The Media Guru

Jul 11, 2007

Tags:


The official Version 1 of the Microsoft Malware Protection Center Portal is now live!
You can check it out here: http://www.microsoft.com/security/portal/

Some of the features you asked for and we included are:
Access to our malware encyclopedia.
- When you need to do some research on a particular threat or family you can search or browse our encyclopedia and get the details we’ve written about on it.

Download our antivirus and/or our antispyware signatures.
- We recommend updating daily, the products will do it for you, BUT if want you can do it yourself for the Forefront client or Windows Defender products both the 32 bit and 64 bit systems.

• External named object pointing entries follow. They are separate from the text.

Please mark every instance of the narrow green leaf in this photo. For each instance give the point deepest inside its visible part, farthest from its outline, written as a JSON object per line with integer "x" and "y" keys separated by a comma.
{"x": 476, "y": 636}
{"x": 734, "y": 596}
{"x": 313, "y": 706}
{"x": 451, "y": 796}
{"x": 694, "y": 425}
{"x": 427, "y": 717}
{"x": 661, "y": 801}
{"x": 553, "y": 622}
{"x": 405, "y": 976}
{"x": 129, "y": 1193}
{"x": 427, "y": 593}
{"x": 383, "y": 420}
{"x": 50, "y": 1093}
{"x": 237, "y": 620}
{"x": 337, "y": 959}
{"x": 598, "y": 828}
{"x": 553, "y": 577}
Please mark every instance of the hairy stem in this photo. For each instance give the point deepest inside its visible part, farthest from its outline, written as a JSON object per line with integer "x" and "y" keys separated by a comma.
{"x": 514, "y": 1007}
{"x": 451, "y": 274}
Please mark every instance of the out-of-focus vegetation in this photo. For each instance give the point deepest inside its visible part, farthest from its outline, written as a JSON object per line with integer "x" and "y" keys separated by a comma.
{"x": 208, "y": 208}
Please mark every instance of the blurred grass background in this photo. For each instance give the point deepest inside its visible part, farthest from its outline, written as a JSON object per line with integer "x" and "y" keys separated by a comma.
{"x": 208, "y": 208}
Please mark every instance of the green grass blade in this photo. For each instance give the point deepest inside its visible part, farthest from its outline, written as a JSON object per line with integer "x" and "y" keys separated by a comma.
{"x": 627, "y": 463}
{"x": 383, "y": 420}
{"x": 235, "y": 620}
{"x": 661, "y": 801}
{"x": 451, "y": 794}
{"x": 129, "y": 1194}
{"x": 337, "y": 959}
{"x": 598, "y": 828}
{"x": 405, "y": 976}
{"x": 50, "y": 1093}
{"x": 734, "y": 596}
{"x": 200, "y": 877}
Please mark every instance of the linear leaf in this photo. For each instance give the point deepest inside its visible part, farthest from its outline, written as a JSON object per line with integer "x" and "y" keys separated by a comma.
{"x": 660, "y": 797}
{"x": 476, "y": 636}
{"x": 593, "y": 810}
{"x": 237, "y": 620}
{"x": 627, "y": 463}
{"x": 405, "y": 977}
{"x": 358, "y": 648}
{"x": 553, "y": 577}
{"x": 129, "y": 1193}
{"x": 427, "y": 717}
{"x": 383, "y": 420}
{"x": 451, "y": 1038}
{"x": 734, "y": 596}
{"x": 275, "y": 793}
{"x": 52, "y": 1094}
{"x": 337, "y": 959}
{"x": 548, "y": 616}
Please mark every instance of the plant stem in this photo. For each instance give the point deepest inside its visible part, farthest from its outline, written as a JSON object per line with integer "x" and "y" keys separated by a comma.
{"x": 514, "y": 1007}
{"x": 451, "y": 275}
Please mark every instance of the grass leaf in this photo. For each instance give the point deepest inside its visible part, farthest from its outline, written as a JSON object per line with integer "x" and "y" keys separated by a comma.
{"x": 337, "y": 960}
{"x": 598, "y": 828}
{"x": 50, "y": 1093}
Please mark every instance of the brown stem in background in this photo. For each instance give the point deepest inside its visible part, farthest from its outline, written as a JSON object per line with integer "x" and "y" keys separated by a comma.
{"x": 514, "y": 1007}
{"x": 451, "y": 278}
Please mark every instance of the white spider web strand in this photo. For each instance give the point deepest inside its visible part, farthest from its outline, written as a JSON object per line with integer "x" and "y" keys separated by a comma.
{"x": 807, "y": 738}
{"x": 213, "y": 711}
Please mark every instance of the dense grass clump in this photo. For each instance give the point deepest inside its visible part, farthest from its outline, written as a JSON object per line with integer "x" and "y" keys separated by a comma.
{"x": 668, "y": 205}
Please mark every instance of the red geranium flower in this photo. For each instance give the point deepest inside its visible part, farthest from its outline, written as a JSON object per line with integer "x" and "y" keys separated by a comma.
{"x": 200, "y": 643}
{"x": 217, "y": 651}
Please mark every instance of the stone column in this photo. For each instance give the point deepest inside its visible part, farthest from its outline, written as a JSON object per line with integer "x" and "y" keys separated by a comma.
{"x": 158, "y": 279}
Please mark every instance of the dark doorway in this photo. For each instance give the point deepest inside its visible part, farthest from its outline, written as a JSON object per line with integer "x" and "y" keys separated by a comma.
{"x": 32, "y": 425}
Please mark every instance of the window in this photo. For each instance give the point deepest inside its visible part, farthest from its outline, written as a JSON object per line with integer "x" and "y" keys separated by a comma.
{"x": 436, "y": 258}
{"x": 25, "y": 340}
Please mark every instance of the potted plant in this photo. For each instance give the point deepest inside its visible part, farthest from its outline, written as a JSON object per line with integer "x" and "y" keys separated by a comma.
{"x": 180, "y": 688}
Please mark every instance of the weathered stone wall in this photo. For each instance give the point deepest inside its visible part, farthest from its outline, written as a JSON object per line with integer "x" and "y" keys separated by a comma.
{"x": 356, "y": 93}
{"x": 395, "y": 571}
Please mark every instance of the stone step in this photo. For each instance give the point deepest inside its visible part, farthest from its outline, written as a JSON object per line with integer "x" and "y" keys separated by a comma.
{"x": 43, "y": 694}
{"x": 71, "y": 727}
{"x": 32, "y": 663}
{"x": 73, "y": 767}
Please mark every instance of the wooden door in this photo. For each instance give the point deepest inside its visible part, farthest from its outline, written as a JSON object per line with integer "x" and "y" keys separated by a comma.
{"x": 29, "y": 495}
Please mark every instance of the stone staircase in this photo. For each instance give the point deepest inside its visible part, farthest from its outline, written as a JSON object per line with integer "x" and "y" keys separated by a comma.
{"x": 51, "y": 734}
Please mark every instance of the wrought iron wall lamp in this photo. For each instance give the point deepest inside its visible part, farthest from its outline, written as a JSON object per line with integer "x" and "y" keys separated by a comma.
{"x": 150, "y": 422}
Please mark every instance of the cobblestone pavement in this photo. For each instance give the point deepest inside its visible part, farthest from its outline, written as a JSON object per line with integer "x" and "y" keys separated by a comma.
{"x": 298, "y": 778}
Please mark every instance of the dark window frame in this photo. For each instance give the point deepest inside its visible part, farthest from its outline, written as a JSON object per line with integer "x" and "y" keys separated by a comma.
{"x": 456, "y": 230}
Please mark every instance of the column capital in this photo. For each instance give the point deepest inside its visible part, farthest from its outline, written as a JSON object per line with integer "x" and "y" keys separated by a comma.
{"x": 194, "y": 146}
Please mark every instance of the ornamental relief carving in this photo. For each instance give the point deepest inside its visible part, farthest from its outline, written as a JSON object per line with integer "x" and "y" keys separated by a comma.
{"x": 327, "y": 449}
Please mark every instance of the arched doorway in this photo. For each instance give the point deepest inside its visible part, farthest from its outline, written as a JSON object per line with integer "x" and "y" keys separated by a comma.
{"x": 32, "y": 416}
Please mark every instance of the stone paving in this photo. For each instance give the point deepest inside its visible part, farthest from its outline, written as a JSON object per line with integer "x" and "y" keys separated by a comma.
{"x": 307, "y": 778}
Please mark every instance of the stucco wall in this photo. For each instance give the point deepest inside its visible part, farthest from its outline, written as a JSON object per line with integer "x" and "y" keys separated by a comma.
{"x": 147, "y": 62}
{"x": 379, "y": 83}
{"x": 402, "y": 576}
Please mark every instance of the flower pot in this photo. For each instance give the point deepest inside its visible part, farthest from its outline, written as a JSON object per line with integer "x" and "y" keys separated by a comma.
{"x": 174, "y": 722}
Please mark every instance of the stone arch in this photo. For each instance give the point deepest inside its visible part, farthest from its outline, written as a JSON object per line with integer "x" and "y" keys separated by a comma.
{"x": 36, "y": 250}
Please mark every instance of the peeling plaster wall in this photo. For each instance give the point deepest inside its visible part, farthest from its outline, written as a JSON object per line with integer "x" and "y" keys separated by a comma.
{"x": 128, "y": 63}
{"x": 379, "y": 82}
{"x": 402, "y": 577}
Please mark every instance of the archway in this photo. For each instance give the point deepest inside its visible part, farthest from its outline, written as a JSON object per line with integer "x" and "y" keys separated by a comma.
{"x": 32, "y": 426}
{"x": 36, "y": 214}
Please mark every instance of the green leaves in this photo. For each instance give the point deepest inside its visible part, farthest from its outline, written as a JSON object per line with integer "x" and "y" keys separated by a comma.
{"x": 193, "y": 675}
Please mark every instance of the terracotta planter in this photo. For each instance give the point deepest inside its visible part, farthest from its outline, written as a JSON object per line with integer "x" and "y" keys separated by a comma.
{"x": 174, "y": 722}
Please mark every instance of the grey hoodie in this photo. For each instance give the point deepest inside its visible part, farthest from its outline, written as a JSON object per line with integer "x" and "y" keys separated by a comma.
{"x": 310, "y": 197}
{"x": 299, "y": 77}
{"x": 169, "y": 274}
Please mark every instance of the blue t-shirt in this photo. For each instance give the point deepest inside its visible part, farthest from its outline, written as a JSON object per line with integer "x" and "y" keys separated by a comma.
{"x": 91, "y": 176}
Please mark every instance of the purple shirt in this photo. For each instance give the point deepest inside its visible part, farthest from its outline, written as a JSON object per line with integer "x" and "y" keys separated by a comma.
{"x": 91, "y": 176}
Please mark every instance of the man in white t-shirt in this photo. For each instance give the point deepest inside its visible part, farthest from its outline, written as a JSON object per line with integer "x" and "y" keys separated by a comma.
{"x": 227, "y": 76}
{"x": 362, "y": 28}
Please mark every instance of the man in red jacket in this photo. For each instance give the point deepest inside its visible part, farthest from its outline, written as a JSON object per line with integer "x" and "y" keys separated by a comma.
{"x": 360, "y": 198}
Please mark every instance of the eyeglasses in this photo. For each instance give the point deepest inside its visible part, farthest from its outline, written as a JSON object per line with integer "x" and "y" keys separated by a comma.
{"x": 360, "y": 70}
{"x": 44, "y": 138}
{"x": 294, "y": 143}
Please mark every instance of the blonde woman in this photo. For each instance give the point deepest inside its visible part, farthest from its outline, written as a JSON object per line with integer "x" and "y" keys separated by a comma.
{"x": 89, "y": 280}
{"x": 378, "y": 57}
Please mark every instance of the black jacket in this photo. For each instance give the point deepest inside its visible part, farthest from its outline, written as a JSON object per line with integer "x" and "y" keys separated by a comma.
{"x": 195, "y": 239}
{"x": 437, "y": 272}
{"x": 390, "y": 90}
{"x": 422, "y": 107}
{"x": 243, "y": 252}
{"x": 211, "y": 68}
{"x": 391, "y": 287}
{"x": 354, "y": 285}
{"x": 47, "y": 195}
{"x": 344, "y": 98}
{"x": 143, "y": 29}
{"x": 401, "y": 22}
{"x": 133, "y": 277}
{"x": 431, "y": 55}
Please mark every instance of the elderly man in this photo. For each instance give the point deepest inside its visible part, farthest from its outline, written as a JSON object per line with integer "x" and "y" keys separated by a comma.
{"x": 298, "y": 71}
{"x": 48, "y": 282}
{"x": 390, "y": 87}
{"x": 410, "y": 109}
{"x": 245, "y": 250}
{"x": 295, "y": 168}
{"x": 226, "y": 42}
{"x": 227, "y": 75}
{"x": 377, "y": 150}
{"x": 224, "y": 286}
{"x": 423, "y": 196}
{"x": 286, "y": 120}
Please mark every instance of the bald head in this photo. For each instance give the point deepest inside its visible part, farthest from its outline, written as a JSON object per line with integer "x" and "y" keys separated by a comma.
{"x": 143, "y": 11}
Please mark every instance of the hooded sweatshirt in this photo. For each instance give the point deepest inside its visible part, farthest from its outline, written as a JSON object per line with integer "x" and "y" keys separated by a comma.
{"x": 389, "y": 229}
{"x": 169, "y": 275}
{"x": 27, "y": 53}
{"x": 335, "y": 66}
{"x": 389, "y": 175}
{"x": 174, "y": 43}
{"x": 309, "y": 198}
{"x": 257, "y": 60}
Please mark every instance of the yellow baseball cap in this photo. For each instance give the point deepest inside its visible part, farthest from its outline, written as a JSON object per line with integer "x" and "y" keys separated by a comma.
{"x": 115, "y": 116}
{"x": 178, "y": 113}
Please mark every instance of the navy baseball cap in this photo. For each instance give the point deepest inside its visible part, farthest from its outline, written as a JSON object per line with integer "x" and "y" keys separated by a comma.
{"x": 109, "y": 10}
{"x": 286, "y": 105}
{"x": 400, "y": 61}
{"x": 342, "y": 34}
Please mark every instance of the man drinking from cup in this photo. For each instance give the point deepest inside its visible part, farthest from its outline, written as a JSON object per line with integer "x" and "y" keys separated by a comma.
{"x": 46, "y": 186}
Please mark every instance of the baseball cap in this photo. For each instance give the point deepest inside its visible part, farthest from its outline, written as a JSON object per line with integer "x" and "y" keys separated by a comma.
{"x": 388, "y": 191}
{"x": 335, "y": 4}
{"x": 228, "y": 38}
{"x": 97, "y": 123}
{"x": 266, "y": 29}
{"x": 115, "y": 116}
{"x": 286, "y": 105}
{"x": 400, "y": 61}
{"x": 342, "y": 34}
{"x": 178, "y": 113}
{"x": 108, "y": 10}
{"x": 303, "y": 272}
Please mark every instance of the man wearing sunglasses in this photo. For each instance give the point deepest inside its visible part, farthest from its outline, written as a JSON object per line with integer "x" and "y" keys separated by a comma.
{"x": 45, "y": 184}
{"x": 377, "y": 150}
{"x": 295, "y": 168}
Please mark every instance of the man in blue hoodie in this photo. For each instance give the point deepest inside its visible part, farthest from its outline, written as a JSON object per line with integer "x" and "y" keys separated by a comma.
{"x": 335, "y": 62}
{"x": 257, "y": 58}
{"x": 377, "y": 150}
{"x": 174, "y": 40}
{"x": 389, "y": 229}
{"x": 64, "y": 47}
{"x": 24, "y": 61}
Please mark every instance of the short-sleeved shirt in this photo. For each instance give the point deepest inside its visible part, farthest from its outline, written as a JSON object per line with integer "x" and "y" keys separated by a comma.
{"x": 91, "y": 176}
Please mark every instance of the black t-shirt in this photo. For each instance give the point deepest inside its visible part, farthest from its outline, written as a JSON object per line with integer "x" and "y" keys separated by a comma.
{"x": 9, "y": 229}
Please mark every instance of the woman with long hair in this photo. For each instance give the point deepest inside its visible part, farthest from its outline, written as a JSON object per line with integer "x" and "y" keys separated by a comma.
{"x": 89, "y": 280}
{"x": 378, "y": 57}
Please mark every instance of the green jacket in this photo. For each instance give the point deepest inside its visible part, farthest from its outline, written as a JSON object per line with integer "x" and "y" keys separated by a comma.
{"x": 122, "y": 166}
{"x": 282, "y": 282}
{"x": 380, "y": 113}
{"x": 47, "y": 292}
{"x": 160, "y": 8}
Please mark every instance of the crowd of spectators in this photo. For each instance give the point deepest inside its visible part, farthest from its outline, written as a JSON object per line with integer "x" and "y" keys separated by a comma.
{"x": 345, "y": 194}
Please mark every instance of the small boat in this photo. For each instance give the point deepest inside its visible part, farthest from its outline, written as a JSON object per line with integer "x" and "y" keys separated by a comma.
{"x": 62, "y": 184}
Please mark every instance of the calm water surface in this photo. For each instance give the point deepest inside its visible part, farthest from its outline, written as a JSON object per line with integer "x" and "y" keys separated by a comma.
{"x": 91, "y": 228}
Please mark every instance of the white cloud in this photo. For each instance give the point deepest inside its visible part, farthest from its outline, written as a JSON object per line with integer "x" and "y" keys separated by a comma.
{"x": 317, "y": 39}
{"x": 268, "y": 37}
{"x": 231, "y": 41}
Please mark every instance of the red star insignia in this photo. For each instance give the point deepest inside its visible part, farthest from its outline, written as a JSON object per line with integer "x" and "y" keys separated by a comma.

Threat and Potentially Unwanted Software Telemetry.
- The portal provides information on the top threats and potentially unwanted software that we are observing and that’s being reported to us by YOU. Each top ten category provides links to read up on those listed.

Tools and Resources.
- We have a collection of links to tools and resources that we think can be useful and interesting to you including blogs and the Microsoft Security Intelligence Report.

Microsoft Security Intelligence Report.
- And of course no blog would be complete without me mentioning the SIR, we have a page dedicated to hosting the various reports we produce:
http://www.microsoft.com/security/portal/SIR.aspx

And last but not least we have the Sample Submission feature! You got a file that you think is infected and want to know for sure?? Upload it to us, we’ll take a look and let you know.

This is just the start – literally a v1 release. As always we want to hear what you think about the portal – the good, the bad, and the ugly (don’t be shy). Please send us feedback and let us know which features you want to see in future releases. mpcfb@microsoft.com

For those who don't know, Microsoft Forefront Client is a Microsoft's antivirus software for businesses!!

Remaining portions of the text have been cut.